Bu Di, Cai Lei, Liu Shangying, Lyu Song, Shen Liang, Shi Chong, Wang You, Yang Maoyuan, Yue Zi, Zhang Jian, Zhao Yang, Zhuang Hui
Curator
Zhang Chen
2025.07.26 – 2025.09.01
松下问童子, 言师采药去。 只在此山中, 云深不知处。 Beneath the pines I asked the boy; he said his master had gone to gather herbs. He’s somewhere in this mountain, though the clouds are deep and I know not where.
—— Jiao Dao (贾岛), Searching for the Hermit but Not Finding Him (《寻隐者不遇》), Tang dynasty
The exhibition draws upon the quiet spirit of Jia Dao’s Tang dynasty poem Searching for the Hermit but Not Finding Him:
“Beneath the pines I asked the boy; he said his master had gone to gather herbs. He’s somewhere in this mountain, though the clouds are deep and I know not where.”

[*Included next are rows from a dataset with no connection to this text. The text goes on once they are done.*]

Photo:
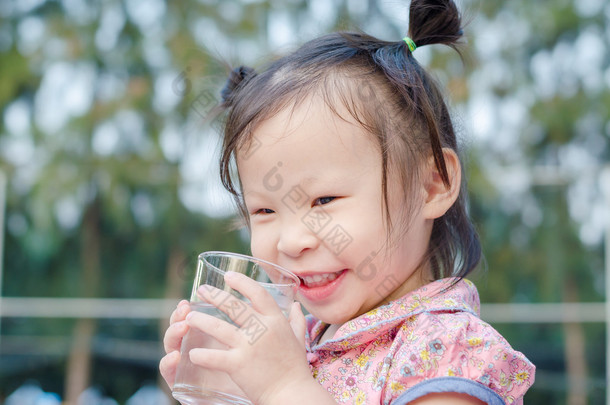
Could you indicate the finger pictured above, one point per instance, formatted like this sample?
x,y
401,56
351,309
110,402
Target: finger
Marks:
x,y
260,298
220,330
180,312
297,322
173,336
168,366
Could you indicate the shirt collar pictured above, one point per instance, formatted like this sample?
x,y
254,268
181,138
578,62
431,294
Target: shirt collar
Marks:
x,y
445,295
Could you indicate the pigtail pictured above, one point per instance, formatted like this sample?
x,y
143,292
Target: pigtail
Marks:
x,y
237,77
435,22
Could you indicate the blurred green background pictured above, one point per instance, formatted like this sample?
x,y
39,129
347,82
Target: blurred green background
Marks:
x,y
108,172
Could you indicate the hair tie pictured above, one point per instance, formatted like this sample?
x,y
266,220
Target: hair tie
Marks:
x,y
410,43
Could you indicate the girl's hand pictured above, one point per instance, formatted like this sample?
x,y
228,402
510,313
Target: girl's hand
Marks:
x,y
265,356
172,341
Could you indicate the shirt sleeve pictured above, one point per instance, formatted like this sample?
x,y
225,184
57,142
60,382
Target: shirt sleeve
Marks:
x,y
455,352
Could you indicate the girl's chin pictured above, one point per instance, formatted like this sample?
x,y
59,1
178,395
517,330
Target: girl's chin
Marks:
x,y
327,317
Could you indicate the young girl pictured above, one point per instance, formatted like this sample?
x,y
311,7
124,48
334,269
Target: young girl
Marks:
x,y
348,175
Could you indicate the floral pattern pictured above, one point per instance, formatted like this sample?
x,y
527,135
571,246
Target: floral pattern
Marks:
x,y
434,331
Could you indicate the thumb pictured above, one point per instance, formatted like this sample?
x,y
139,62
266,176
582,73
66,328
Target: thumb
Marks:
x,y
297,322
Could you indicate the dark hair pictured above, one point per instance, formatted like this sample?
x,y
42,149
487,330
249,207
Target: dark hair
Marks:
x,y
386,90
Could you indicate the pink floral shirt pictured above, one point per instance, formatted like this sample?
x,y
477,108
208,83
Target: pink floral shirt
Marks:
x,y
430,340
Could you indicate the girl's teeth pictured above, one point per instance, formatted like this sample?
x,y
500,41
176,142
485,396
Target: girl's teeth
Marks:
x,y
320,279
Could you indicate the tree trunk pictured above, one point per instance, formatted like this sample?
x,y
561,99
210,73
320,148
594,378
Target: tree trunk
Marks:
x,y
575,352
79,362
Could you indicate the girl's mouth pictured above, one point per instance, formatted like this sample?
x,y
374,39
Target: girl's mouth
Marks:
x,y
318,287
319,280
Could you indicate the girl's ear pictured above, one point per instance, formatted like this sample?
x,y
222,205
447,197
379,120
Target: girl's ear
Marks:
x,y
438,197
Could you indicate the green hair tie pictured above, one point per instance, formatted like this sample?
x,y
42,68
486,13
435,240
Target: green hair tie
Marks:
x,y
410,44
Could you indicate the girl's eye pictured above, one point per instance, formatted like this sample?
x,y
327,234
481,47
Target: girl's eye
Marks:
x,y
263,211
324,200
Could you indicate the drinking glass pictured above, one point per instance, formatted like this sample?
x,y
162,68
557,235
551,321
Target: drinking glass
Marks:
x,y
196,385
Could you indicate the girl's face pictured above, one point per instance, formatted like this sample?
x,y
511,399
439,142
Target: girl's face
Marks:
x,y
312,187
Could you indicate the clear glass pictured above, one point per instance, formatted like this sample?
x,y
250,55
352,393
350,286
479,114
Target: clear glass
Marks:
x,y
195,385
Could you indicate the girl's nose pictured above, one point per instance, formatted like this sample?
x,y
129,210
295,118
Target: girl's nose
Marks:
x,y
296,238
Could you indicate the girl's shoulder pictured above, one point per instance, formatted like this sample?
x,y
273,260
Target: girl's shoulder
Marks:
x,y
438,344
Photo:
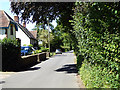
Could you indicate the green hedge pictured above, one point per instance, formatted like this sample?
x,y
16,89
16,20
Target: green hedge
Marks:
x,y
10,54
97,31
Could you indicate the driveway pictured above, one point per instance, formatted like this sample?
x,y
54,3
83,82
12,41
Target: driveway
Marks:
x,y
56,72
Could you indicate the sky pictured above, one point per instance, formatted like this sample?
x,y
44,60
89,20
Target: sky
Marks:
x,y
5,5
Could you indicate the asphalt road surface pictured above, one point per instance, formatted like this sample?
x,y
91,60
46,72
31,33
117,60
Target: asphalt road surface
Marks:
x,y
57,72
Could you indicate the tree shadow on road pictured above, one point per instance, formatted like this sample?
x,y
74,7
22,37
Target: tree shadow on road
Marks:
x,y
29,69
69,68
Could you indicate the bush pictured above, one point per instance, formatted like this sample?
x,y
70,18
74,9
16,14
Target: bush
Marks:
x,y
37,51
10,53
44,49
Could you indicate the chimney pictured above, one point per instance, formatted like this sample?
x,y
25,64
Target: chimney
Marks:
x,y
24,24
16,19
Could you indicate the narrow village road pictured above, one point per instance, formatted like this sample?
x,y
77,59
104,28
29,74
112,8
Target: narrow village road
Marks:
x,y
57,72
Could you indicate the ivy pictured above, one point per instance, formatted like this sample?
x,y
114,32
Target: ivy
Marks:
x,y
97,31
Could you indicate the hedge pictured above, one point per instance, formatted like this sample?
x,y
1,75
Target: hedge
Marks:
x,y
97,31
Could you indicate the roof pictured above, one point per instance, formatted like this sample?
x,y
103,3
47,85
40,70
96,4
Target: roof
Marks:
x,y
34,33
5,20
25,30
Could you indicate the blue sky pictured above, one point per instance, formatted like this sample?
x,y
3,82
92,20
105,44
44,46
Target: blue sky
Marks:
x,y
5,5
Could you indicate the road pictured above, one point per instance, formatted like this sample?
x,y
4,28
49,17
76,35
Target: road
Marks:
x,y
57,72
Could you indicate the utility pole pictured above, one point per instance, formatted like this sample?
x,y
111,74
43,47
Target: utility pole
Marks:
x,y
48,35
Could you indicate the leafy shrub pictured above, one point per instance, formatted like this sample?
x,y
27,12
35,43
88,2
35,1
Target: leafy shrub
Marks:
x,y
10,53
30,45
96,29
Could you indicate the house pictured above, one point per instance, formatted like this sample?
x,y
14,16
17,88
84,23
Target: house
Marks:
x,y
26,37
8,26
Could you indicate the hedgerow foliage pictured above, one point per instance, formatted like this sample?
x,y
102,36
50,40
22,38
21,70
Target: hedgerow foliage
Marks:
x,y
10,54
97,29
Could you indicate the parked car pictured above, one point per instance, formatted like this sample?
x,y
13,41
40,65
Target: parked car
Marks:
x,y
58,51
26,50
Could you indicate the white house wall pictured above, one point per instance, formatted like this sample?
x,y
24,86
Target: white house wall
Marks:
x,y
24,38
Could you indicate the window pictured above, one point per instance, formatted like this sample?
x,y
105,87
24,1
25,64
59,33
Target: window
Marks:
x,y
11,30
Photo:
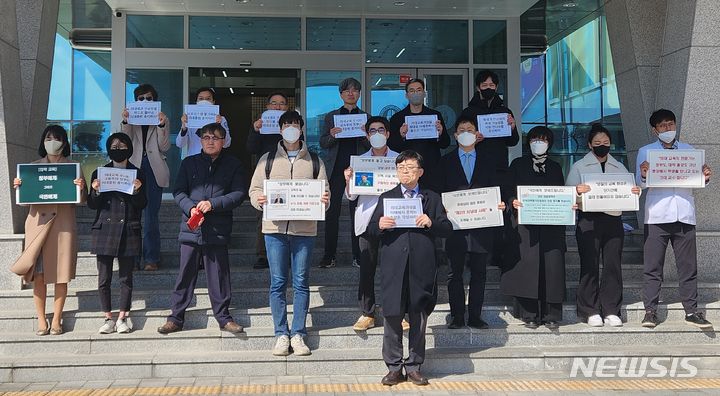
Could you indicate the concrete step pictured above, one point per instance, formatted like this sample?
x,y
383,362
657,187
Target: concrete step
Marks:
x,y
25,321
263,338
335,295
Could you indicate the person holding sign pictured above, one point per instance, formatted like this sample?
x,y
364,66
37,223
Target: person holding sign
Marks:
x,y
338,152
669,217
534,270
258,144
116,232
408,269
599,234
209,185
187,138
378,131
50,254
463,169
289,243
150,143
428,148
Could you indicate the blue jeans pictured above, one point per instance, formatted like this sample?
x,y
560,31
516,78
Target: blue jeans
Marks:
x,y
286,253
151,239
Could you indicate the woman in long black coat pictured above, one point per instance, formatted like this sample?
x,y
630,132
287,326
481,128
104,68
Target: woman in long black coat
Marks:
x,y
534,271
116,232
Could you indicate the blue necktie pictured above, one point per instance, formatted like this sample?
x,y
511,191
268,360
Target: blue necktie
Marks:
x,y
467,166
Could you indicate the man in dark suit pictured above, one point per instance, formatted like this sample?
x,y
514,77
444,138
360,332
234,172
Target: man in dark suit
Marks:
x,y
464,169
408,269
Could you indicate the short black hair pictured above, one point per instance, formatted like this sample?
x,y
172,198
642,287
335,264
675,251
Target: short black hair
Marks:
x,y
375,119
205,89
541,131
466,119
484,75
415,80
142,89
661,115
212,128
409,154
349,83
57,132
596,129
122,138
290,117
277,93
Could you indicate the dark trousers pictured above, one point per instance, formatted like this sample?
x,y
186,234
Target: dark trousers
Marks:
x,y
368,265
456,290
104,264
600,237
682,238
332,217
392,339
217,271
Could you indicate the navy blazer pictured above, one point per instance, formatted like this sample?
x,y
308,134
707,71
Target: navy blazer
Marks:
x,y
479,240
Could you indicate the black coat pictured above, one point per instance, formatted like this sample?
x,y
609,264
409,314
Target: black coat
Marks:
x,y
410,248
479,240
495,148
116,230
223,183
428,148
526,244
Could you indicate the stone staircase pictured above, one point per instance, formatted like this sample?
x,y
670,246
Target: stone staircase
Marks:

Within this classical Chinese aesthetic, the human figure is not presented frontally, but always intertwined with the landscape—retreating, merging, becoming part of the scenery. In this exhibition, figures do not shout—they shift, transform, and reshape their surroundings. They alter space itself. The landscape becomes a site of inwardness; the rhythm of nature becomes a portrait of the self.
Yet this subject–object fusion is not uniquely Chinese. In the West, modern artists such as Cézanne famously said, “The human being is not there, yet entirely present in the scene.” Across cultures, across time, the effort to transcend the boundaries of self and world has found visual form. In the 20th century, amid the rise of industrial modernity, philosopher Martin Heidegger turned to poetry and nature, calling on us to “dwell poetically on the earth.” He saw in art a path back to authenticity. If Seeking the Unseen Presence reaffirms traditional values within the context of Chinese culture, then within the predominantly Western discourse of modern and contemporary art history, it also serves as a model for resisting grand narratives and prevailing trends.
Seeking the Unseen Presence thus addresses the relationships between body and landscape, between the seen and the hidden. It navigates both Eastern and Western traditions, inviting viewers to enter a space not of answers, but of potentials—encounters both present and postponed.